Metabolic Cardiovascular Renal Disease (Met-CVRD): A New Nomenclature

Abstract

Cardiovascular Renal Disease (CVRD) has been introduced as a syndrome describing the coexistence of certain common diseases. However, this terminology misses the role of metabolic abnormalities not only as relevant comorbidities, but even more as key causal factors. Thus, the word 'metabolic' should come first to define this syndrome as its joint underlying pathogenesis. Although, CVRD and type 2 diabetes (T2D) have historically been treated as coexisting but separate conditions, growing evidence underscores a bidirectional and metabolically driven relationship between the heart and kidneys, mediated by upstream processes. These comprise insulin resistance, ectopic lipid deposition, mitochondrial abnormalities, dyslipidaemia and chronic low-grade inflammation, typical of T2D and the metabolic syndrome. These metabolic disturbances begin silently in early adulthood, well before traditional clinical markers can signal CVRD onset. Here, we introduce the new terminology of Metabolic Cardiovascular Renal Disease (Met-CVRD), to indicate that the word 'Metabolic' represents its major pathogenic factor. We then discuss then the necessity of prioritising early at-risk individual identification and prompt intervention with cardiorenal-protective therapies like glucagon-like peptide-1 (GLP-1) receptor agonists and sodium-glucose cotransporter-2 (SGLT2) inhibitors.
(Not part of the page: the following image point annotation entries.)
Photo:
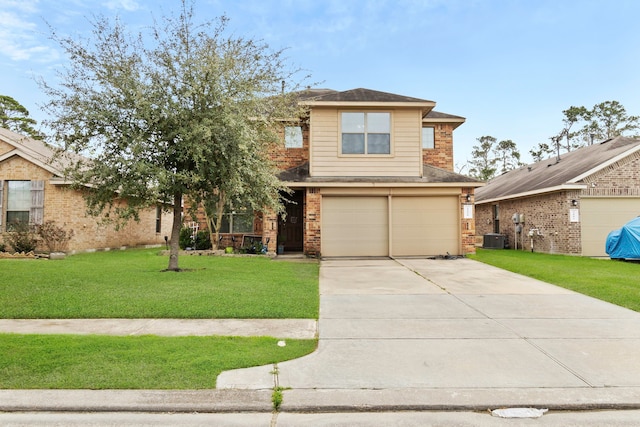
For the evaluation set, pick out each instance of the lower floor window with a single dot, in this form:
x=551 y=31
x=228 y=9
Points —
x=237 y=223
x=18 y=201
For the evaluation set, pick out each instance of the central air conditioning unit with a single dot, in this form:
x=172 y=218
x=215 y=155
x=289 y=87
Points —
x=493 y=241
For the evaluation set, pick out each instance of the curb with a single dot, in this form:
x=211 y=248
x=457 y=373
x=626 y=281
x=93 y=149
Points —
x=318 y=400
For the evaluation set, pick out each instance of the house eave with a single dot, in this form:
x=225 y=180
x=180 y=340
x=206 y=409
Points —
x=424 y=105
x=563 y=187
x=362 y=184
x=456 y=122
x=605 y=164
x=30 y=159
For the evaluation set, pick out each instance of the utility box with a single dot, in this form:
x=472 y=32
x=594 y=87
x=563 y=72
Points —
x=493 y=241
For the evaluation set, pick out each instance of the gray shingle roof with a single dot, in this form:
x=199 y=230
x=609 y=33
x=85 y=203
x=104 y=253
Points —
x=551 y=174
x=431 y=175
x=35 y=151
x=356 y=95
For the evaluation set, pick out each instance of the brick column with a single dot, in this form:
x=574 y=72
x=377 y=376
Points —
x=312 y=222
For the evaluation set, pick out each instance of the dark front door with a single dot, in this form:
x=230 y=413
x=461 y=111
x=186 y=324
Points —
x=290 y=228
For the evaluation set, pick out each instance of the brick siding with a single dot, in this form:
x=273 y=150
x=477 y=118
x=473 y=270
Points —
x=549 y=213
x=441 y=155
x=67 y=208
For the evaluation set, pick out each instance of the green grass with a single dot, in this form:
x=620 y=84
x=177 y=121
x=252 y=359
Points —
x=147 y=362
x=131 y=284
x=613 y=281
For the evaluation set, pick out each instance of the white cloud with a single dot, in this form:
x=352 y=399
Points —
x=128 y=5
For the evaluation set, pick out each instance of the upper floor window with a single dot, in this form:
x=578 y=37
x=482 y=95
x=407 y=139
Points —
x=366 y=133
x=428 y=138
x=293 y=137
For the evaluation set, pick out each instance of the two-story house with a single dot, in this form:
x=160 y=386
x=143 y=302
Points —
x=372 y=175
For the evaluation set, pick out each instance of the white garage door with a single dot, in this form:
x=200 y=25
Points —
x=355 y=226
x=425 y=226
x=359 y=226
x=600 y=216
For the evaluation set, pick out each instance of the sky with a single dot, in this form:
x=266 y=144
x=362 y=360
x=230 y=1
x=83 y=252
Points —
x=510 y=67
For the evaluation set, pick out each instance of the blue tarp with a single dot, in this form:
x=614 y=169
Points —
x=625 y=242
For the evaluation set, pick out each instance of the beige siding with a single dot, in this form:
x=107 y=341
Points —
x=406 y=152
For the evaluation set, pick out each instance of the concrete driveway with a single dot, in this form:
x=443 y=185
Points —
x=415 y=333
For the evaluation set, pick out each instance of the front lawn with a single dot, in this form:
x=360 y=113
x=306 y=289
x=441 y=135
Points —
x=613 y=281
x=131 y=284
x=146 y=362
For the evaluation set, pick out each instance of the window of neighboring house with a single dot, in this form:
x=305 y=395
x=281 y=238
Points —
x=366 y=133
x=428 y=138
x=293 y=137
x=18 y=201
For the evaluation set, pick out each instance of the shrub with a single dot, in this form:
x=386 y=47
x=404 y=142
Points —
x=185 y=241
x=22 y=237
x=55 y=238
x=201 y=243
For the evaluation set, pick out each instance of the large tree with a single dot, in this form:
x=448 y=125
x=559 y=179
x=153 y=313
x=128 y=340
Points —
x=507 y=155
x=605 y=120
x=483 y=162
x=14 y=116
x=181 y=111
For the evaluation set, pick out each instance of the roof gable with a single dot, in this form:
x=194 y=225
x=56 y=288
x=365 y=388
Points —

Met-CVRD provides a cohesive and proactive strategy to halt the advancement of cardiorenal disease across several systems by transcending organ-specific frameworks.
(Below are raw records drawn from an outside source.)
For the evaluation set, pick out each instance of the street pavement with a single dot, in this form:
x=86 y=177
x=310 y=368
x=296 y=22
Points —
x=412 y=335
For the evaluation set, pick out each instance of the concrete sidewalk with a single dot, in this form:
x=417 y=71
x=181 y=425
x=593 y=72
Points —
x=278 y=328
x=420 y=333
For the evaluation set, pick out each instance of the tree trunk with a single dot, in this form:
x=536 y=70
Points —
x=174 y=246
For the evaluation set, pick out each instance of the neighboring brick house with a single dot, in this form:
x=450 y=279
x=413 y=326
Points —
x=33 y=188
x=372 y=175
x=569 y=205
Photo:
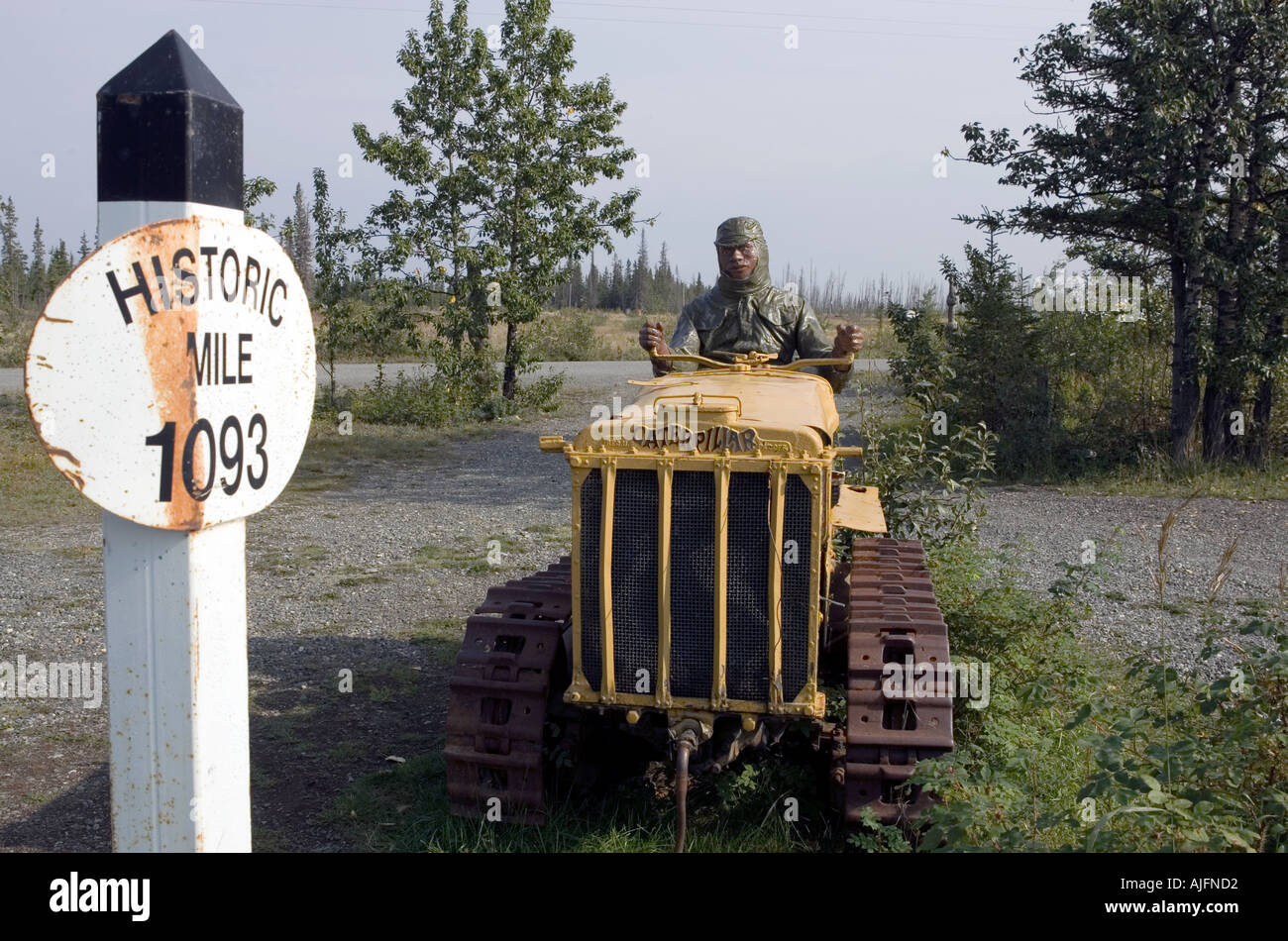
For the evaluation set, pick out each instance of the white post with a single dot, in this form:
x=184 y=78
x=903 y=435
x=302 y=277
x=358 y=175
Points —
x=175 y=601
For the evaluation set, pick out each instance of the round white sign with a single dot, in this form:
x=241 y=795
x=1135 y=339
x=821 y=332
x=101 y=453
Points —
x=171 y=376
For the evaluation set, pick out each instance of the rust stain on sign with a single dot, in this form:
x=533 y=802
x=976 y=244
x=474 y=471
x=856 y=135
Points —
x=172 y=381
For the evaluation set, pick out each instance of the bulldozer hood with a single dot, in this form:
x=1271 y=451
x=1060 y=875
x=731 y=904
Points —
x=721 y=409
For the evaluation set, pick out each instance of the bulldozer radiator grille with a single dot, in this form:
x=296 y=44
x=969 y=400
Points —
x=634 y=579
x=747 y=589
x=591 y=654
x=798 y=595
x=694 y=562
x=634 y=601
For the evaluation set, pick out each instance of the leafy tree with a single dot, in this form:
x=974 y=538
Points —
x=542 y=142
x=335 y=288
x=254 y=189
x=1153 y=106
x=1000 y=377
x=436 y=157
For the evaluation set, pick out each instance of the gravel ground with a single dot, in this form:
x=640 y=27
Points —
x=580 y=376
x=1048 y=529
x=375 y=571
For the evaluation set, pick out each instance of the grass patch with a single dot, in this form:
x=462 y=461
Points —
x=389 y=682
x=34 y=490
x=1068 y=737
x=441 y=636
x=1160 y=479
x=473 y=559
x=351 y=576
x=404 y=810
Keywords: cardiovascular renal disease; metabolic syndrome; type 2 diabetes.

FIGURE 1

The central role of metabolic dysfunction in the pathogenesis of CVKD. This diagram illustrates the progressive development of Met‐CVRD in different stages, starting from early metabolic dysfunction to advanced clinical outcomes. Stage 1: Characterized by excess or dysfunctional adipose tissue, leading to metabolic disturbances such as overweight/obesity, impaired glucose tolerance, and fatty liver (ectopic fat). Stage 2: Involves key metabolic risk factors including elevated fasting blood glucose, hypertension, hypertriglyceridaemia, low HDL cholesterol, and abdominal obesity, all contributing to the development of cardiorenal damage. Stage 3: Represents the subclinical stage of atherosclerotic cardiovascular disease (ASCVD), heart failure (HF), and CKD, marked by early atherosclerosis, declining kidney function, and early signs of HF. Stage 4: Reflects overt Met‐CVRD associated with advanced CKD, Coronary Heart Disease (CHD), myocardial infarction, HF, Stroke, Peripheral Artery Disease (PAD), T2D, and Atrial Fibrillation (Afib).